Chris Swierczewski's Website

Transitioning to Native Sage Datatypes

Jun 24, 2016

Nils Bruin at Simon Fraser University brought up the idea / request to compute period matrices of plane curves to high precision. Sage has built-in capabilities to work with arbitrary-precision complex numbers via the CC ring. It also implements complex doubles in the the CDF ring.

In the original version of Abelfunctions I decided to use Numpy + Cython for numerical performance. Now I’m wondering if it’s worth investigating using native Sage datatypes instead. Below, I perform some timings between different fast_callable declarations, where the domain is varied, and different input datatypes: numpy.complex, CDF, and CC.

Setup

from sage.all import fast_callable, QQ, CDF, CC, timeit
import numpy
import time

R = QQ['x,y']
x,y = R.gens()

# functions:
f = y**3 + 2*x**3*y - x**7
f_complex = fast_callable(f, vars=[x,y], domain=complex)
f_CDF = fast_callable(f, vars=[x,y], domain=CDF)
f_CC = fast_callable(f, vars=[x,y], domain=CC)

# inputs
a = numpy.complex(1.000000000007 + 1.0000000000009j)
b = numpy.complex(1.00000000005 - 2.0000000000008j)
a_CDF = CDF(a)
b_CDF = CDF(b)
a_CC = CC(a)
b_CC = CC(b)

N = 100000

Timings

timeit('for _ in xrange(N): f(a,b)')
timeit('for _ in xrange(N): f(a_CDF,b_CDF)')
timeit('for _ in xrange(N): f(a_CC,b_CC)')

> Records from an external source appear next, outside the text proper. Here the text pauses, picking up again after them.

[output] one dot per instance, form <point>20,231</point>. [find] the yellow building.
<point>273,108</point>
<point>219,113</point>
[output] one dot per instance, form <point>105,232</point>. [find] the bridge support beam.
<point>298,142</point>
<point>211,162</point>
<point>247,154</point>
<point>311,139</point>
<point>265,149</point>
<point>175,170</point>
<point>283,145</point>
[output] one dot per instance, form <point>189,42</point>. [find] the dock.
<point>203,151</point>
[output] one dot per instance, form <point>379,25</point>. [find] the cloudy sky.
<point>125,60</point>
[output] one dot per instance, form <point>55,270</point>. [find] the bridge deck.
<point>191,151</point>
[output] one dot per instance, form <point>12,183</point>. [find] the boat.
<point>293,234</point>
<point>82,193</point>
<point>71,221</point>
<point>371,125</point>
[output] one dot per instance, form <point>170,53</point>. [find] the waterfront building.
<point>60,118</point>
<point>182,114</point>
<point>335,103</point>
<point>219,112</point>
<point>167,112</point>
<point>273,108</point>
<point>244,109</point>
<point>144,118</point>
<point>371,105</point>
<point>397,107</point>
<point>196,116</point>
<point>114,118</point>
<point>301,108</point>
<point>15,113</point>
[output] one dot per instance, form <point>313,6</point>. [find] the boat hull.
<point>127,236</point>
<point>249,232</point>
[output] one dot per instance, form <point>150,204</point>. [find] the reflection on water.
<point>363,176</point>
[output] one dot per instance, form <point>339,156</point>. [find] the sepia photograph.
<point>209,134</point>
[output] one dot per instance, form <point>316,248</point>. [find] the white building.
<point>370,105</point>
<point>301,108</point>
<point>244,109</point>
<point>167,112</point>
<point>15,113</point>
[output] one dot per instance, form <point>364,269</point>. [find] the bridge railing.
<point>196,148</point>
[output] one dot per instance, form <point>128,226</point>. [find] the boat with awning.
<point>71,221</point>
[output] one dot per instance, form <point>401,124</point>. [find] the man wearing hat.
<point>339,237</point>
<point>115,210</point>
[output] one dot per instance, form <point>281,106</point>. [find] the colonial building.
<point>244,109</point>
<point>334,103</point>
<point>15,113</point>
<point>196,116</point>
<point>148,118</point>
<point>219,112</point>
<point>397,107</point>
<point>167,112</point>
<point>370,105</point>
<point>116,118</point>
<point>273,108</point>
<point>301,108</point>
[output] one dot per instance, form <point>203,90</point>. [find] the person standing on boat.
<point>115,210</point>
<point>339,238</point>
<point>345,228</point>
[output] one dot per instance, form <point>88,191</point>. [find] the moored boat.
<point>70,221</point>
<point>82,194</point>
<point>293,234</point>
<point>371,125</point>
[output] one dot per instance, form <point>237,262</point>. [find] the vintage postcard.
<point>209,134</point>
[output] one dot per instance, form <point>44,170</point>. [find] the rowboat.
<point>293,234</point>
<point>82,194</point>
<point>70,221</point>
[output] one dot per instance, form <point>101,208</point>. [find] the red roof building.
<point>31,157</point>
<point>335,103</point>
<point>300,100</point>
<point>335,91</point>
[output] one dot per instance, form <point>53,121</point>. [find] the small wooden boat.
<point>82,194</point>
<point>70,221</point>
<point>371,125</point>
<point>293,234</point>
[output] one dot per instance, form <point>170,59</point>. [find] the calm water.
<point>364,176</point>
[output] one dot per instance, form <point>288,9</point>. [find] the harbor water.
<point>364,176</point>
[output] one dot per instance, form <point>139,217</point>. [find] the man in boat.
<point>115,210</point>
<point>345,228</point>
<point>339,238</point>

5 loops, best of 3: 2.66 s per loop
5 loops, best of 3: 2.49 s per loop
5 loops, best of 3: 3.47 s per loop

timeit('for _ in xrange(N): f_complex(a,b)')
timeit('for _ in xrange(N): f_complex(a_CDF,b_CDF)')
timeit('for _ in xrange(N): f_complex(a_CC,b_CC)')

5 loops, best of 3: 234 ms per loop
5 loops, best of 3: 271 ms per loop
5 loops, best of 3: 275 ms per loop

timeit('for _ in xrange(N): f_CDF(a,b)')
timeit('for _ in xrange(N): f_CDF(a_CDF,b_CDF)')
timeit('for _ in xrange(N): f_CDF(a_CC,b_CC)')

5 loops, best of 3: 1.18 s per loop
25 loops, best of 3: 20 ms per loop
5 loops, best of 3: 88.3 ms per loop

timeit('for _ in xrange(N): f_CC(a,b)')
timeit('for _ in xrange(N): f_CC(a_CDF,b_CDF)')
timeit('for _ in xrange(N): f_CC(a_CC,b_CC)')

5 loops, best of 3: 2.4 s per loop
5 loops, best of 3: 1.73 s per loop
5 loops, best of 3: 1.18 s per loop

The fastest result using only native Sage datatypes is f_CDF(a_CDF, b_CDF). This is only about x2 slower than directly during f_CDF.call_f(...) with native C complex datatypes. (Here, f_CDF is of type Wrapper_cdf which provides low-level access to the underlying JIT-compiled C function.) That is, by using native C get a x2 performance increase from the fastest native Sage version. Given that the pure-CDF version is already x100 faster than a non-CDF implementation I don’t think it’s worth the last bit of performance if it means easier to read code. (Not to mention, the ease of transitioning to using CC.)

It will be challenging refactoring the numerics code for Sage. I will most likely not do anything about it until I’m done with my Ph.D. but it’s worth investigating in the future.